Background information
- Born: Daniel Palmer 14 August 1978 (age 47) Sheffield, South Yorkshire, England
- Genres: Hardcore punk; punk rock; heavy metal; alternative rock; pop punk; thrash metal; rapcore;
- Occupation: Guitarist
- Instrument: Guitar
- Years active: 1996–present
- Labels: MFZB Records, Viking Funeral Records
- Member of: Death by Stereo, Zebrahead
- Formerly of: Eyelid
- Website: Deathbystereo.com Zebrahead.com

= Dan Palmer (guitarist) =

English guitarist (born 1978)

Daniel Palmer (born 14 August 1978) is an English guitarist. He was born in Sheffield, South Yorkshire, England, and now lives in Whittier, California, United States. He is the lead guitarist of the bands Death By Stereo (since Oct 1999) and Zebrahead (since 2013). Palmer is a longtime user of Fernandes Guitars.

== Biography ==
He was formerly the guitarist for a hardcore punk band called Eyelid, which was formed in North Hollywood, Los Angeles, California in 1994. He joined the band in 1996 but they broke up in 1999. In the same year, Keith Barney, who was the guitarist of a hardcore punk band, Death by Stereo, left the band, resulting in Dan taking over Keith's place as the lead guitarist.

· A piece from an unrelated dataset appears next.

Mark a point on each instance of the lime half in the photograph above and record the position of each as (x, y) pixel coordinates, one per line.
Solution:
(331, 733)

In 2013, a punk rock band Zebrahead offered him to join them as the lead guitarist after Greg Bergdorf left the band and he accepted it. He has been using Fernandes guitars for a long time.

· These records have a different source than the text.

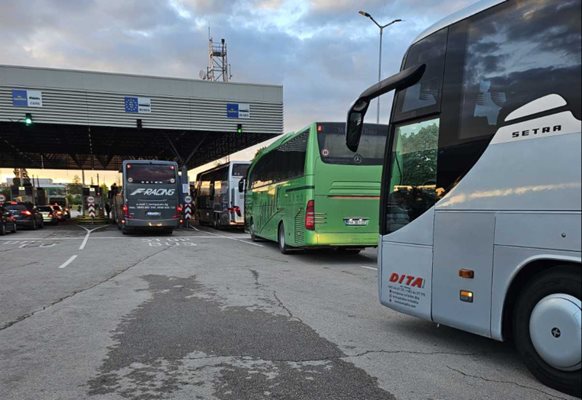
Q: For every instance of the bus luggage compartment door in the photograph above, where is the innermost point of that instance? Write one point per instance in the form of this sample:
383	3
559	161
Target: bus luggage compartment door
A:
406	278
463	240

He majored classic guitar at university; he has publicly mentioned that he is a big fan of Van Halen, and that those two elements (classic guitar and Van Halen) affected his sound when working at studio for Walk The Plank. The producer of Walk The Plank, Paul Miner, who was formerly a recording engineer of Eyelid and a bassist of Death By Stereo, has been a friend of Dan's for a very long time since then.

== Personal life ==
Palmer's hobbies include grooming his mustache, which he has maintained for over 6 years. He reportedly rises each morning to trim, shampoo and condition it.